OBJECTIVES: Metachromatic leukodystrophy (MLD) is a rare inherited disorder affecting the central nervous system. MLD is classified into four main clinical subtypes based on age of onset: late-infantile, early- and late-juvenile, and adult. This research reviewed the symptoms and impacts of the three paediatric clinical subtypes. Conceptual models representing these were developed to facilitate understanding of outcomes of importance in these patient and caregiver populations.

METHODS: A systematic search was conducted in PubMed and complemented using Google Scholar. N=256 articles were identified, of which n=13 met inclusion/exclusion criteria for relevance.

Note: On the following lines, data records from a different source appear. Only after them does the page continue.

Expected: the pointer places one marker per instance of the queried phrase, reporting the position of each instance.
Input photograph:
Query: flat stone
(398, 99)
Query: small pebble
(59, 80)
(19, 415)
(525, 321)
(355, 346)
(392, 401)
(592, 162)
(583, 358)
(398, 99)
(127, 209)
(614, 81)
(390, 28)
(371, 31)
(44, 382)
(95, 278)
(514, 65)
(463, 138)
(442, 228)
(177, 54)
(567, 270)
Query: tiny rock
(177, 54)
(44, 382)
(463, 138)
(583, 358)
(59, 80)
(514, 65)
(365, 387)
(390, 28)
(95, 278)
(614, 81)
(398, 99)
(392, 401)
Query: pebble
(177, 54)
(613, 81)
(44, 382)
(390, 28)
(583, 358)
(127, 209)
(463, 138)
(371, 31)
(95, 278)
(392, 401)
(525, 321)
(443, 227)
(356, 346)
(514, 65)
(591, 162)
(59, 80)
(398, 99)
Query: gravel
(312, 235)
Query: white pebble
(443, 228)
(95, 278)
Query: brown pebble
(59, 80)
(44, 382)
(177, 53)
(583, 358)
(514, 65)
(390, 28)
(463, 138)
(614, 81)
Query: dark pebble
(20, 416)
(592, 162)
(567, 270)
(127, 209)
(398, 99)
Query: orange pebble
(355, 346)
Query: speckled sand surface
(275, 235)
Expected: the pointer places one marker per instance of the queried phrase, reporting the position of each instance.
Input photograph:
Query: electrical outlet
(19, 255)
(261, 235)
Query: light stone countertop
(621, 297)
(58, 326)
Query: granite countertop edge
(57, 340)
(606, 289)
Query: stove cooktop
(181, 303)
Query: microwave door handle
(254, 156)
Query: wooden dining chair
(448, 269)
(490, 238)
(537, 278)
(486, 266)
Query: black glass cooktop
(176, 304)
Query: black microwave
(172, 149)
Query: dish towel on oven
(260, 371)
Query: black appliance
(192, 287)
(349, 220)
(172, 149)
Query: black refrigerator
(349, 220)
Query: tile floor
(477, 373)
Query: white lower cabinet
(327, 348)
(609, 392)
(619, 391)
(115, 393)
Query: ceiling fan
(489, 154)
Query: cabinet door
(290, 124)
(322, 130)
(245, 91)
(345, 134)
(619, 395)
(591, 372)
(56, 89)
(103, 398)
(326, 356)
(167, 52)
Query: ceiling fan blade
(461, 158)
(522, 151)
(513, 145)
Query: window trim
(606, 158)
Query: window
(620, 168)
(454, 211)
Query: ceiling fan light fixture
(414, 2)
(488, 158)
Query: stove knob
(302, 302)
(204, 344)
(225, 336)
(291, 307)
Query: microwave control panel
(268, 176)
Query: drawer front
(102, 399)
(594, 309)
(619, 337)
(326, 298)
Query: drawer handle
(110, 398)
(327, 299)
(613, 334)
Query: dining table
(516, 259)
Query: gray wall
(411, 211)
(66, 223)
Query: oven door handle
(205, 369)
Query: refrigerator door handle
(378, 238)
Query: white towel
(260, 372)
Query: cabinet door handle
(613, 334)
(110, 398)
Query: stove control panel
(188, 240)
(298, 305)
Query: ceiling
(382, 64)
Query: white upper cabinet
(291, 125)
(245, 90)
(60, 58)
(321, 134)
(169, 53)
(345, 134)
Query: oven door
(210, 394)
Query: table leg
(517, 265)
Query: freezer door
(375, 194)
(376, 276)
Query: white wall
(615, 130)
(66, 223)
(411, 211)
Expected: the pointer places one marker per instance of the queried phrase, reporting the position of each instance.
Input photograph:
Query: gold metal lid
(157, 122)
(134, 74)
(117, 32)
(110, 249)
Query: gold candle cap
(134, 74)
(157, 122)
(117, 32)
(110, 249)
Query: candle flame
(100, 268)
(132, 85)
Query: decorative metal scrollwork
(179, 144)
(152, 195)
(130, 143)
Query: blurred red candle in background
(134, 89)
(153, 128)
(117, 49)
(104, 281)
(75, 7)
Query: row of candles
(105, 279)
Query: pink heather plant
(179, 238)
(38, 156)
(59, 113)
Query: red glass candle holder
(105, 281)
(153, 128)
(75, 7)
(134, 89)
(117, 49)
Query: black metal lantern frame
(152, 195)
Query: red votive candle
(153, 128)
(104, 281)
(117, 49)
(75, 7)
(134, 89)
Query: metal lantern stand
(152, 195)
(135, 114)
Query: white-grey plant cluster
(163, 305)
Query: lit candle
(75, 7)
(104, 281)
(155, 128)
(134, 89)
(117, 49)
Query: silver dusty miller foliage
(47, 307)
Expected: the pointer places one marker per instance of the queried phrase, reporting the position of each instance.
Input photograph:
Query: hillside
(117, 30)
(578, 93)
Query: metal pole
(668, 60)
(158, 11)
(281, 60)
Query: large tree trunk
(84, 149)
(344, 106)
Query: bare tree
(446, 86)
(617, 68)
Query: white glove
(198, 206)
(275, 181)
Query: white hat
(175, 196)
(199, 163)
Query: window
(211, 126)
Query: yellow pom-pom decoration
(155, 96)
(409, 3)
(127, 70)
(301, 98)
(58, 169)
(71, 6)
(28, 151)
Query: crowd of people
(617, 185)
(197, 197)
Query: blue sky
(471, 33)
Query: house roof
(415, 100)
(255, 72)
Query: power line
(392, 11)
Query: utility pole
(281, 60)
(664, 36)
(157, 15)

RESULTS: Studies indicate that patients with late-infantile MLD experience faster decline from initial symptom(s) to first functional loss. Late-infantile MLD is characterised by atypical development from 6 to 18 months of age followed by progressive regression in motor skills. Multiple studies report gait-related changes or frequent falls as early manifestations of the disease. Other symptoms in late-infantile MLD include deterioration in vision and speech, muscle weakness and difficulty eating and swallowing.

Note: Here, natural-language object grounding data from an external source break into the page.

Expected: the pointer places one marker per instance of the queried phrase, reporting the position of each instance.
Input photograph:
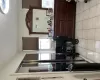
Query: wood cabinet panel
(64, 18)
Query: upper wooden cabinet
(33, 3)
(64, 18)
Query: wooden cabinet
(64, 18)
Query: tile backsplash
(88, 29)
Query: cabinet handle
(52, 78)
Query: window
(44, 44)
(47, 3)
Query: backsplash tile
(88, 29)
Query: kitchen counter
(8, 72)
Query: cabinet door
(64, 18)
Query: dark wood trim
(29, 20)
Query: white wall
(23, 30)
(88, 29)
(8, 33)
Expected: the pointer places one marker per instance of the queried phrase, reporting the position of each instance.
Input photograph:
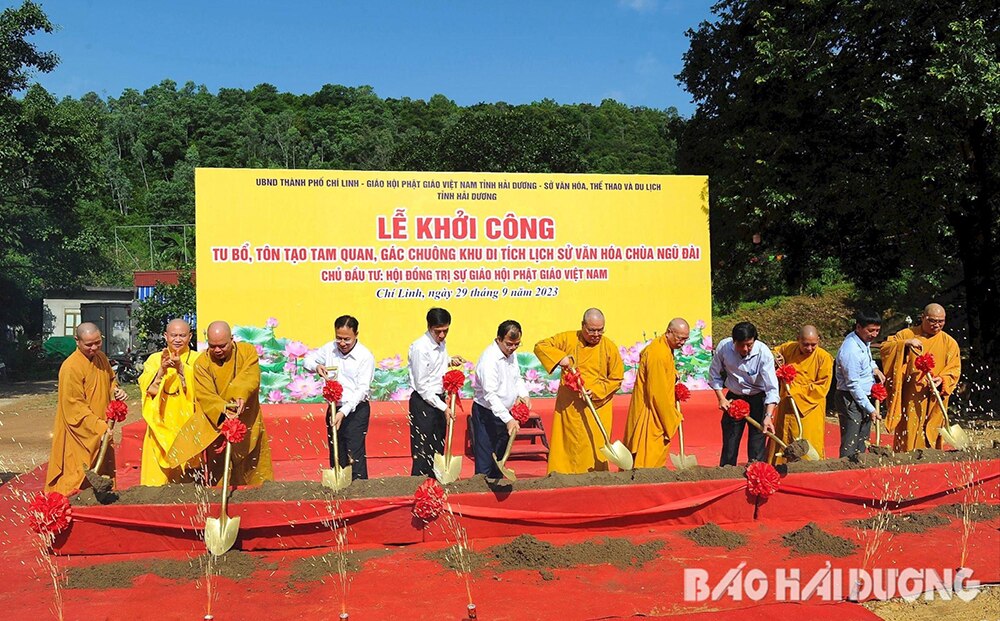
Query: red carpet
(299, 447)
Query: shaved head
(677, 332)
(86, 329)
(808, 331)
(177, 335)
(808, 339)
(932, 319)
(592, 326)
(219, 329)
(178, 324)
(88, 339)
(220, 341)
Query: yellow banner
(282, 253)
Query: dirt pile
(811, 539)
(528, 552)
(234, 565)
(901, 523)
(712, 536)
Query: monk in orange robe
(227, 383)
(814, 373)
(653, 415)
(913, 413)
(86, 386)
(576, 439)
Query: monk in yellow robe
(814, 373)
(653, 415)
(227, 384)
(86, 386)
(576, 439)
(913, 413)
(167, 384)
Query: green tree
(167, 302)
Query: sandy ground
(27, 411)
(986, 606)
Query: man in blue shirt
(745, 368)
(856, 373)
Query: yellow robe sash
(575, 436)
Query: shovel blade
(617, 454)
(102, 484)
(336, 478)
(220, 534)
(447, 469)
(955, 436)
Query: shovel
(102, 484)
(448, 467)
(507, 473)
(798, 451)
(337, 477)
(220, 532)
(615, 452)
(952, 434)
(811, 453)
(682, 461)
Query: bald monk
(229, 374)
(86, 386)
(913, 413)
(814, 373)
(576, 440)
(167, 385)
(653, 416)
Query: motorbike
(127, 366)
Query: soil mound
(811, 539)
(710, 535)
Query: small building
(109, 307)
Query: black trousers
(490, 437)
(350, 439)
(732, 432)
(427, 429)
(855, 424)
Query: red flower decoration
(453, 381)
(879, 393)
(520, 412)
(681, 392)
(739, 409)
(117, 411)
(925, 362)
(333, 392)
(573, 380)
(234, 430)
(428, 501)
(786, 373)
(49, 514)
(762, 479)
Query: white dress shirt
(744, 376)
(428, 362)
(499, 382)
(354, 370)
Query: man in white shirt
(498, 387)
(428, 361)
(744, 367)
(350, 363)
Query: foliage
(167, 302)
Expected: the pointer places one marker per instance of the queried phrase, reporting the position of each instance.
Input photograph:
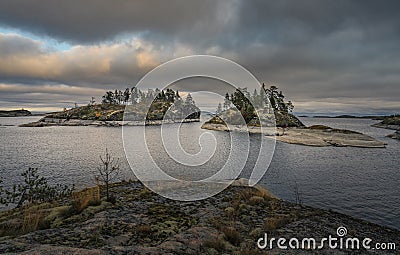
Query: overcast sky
(327, 56)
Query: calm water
(360, 182)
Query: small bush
(231, 235)
(275, 223)
(216, 244)
(84, 198)
(33, 190)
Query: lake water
(361, 182)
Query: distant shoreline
(15, 113)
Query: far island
(268, 110)
(390, 122)
(15, 113)
(131, 107)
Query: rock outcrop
(141, 222)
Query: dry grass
(83, 199)
(26, 220)
(275, 223)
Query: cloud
(91, 21)
(104, 64)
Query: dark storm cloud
(315, 51)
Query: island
(132, 107)
(275, 120)
(390, 122)
(15, 113)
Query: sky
(334, 57)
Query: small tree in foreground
(108, 170)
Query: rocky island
(280, 124)
(135, 108)
(142, 222)
(15, 113)
(390, 122)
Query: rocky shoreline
(15, 113)
(392, 123)
(141, 222)
(312, 136)
(51, 122)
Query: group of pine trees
(266, 97)
(134, 96)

Research literature also indicates that patients with early- and late- juvenile MLD exhibit slower disease progression from initial symptom(s) to first functional loss. These patients are characterised by atypical development from 12 to 30 months of age followed by behavioural changes and impairment of fine motor skills typically presenting first. Other symptoms in early- and late-juvenile MLD include a decline in gross motor function, seizures, decreased ability to eat and loss of walking ability.

The impacts of MLD also extend to the wider family, including caregivers and non-affected siblings.

CONCLUSIONS: The presentation of symptoms and impacts of MLD is heterogeneous, resulting in challenges in assessing outcomes, particularly in clinical trial settings. This study helps to clarify the trajectories of MLD phenotypes and can inform further research related to mapping existing clinical outcome assessments (COAs) to the relevant concepts.